Abstract

The ‘mind’, one could say, is a dangerous thing, dangerous not only in terms of Kant’s ‘unknowable thing-in-itself’, but a dangerous ‘thing’ as in Marx’s concept of reification. According to the concept of reification, there is a personification of things with the consequent depersonification of human life. Apply this theory of reification to the ‘mind’ and what we get is the theory of the ‘mind’, where the ‘mind’ is depicted as having some sort of uncanny life of its own, doing magical things. Consequently, the ‘mind’ could mean everything and yet mean nothing. This essay keeps the mind in two forms: in inverted commas and not in inverted commas. Thus we have the ‘mind’ and the mind. One must understand this radical difference.
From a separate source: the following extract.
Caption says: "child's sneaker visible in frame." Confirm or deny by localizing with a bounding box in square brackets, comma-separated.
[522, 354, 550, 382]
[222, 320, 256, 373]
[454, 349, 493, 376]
This essay further claims that while there are idealistic conceptions of the mind, so too does one have biologist ideas of the mind developed by what is now called ‘brain sciences’, generously funded by the corporate world. In contrast to idealism, biologism and the brain sciences, contemporary studies that interface philosophy, psychoanalysis and neuroscience offer newer possibilities on what the human mind means. Here the ‘mind’ has not to be understood as either in the form of ‘spirit’ or ‘thing-matter’, but in the form of historicism and humanism, where humanity as a species being is defined by labor. This essay analyzes whether there can be a real dialectical materialist theory of the mind, and how this new theory needs a critical humanist and naturalist grounding. It claims that there is a radical difference between this critical and humanist Marxism and the Marxism of post-Marx Marxism.